The real pattern is the saga: a sequence of local steps, each with a defined compensating action. You don't roll back, you move forward into a correcting state. If the credit fails after the debit succeeded, you don't pretend it never happened; you issue a compensating reversal and you record both. Combined with the state machine, this gives you something a distributed transaction never could: a complete, auditable history of what was attempted and what corrected it. The books tell the whole story, including the messy parts.

"Uptime" is the wrong metric

I'll say the thing plainly. For a money-moving system, uptime is close to a vanity metric. A service can be 99.99% available and still produce wrong balances, double-charge customers, and lose track of disputes. Availability tells you the server answered. It tells you nothing about whether the answer was correct.

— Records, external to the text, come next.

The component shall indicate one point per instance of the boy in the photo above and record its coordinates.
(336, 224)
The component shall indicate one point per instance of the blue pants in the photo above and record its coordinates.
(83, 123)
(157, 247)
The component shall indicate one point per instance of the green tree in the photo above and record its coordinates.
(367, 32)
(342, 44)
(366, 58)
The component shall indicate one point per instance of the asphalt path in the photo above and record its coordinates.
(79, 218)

The metric that matters is: does the system always resolve to correct books? Every transaction, including every failed and ambiguous one, eventually lands in a known, correct, reconciled state. A payment that's stuck for an hour is acceptable if it resolves correctly; a payment that returns "success" instantly but corrupts the ledger is a catastrophe. Optimize for correctness-on-resolution, not for speed-of-response. They are not the same goal, and when they conflict, correctness wins every time.

That principle reshapes your observability. You don't just alert on 500s and latency. You alert on stuck states: transactions sitting in a non-terminal state past their timeout, reconciliation diffs that didn't clear, retry counts climbing, compensation actions firing more than baseline. Your dashboards are about the shape of the state machine in aggregate, how many payments are in flight, how long they've been there, where they're piling up. A growing population of "authorized but not captured" is a leading indicator of an incident you can catch before a customer does. This is the kind of foundational rigor that separates a fintech that scales from one that quietly accumulates a reconciliation crisis.

How we build it

At Kunso this is not a thing we bolt on at the end. We model the state machine, the idempotency contract, the reconciliation loop, and the compensation logic first, because the AI-native workflows we use let us generate, test, and exhaustively simulate failure paths at a speed that makes thorough correctness affordable rather than a luxury you cut for the deadline. The happy path was always going to work. We spend our effort where the money actually gets lost.

The lesson underneath all of it: a money-moving system is judged on the bad day, not the demo. Design for the duplicated settlement, the reversal that races a retry, the balance read mid-transaction, and the happy path takes care of itself. Optimize for correct books on resolution rather than uptime on the dashboard, and most of fintech's existential failures shrink back into ordinary engineering.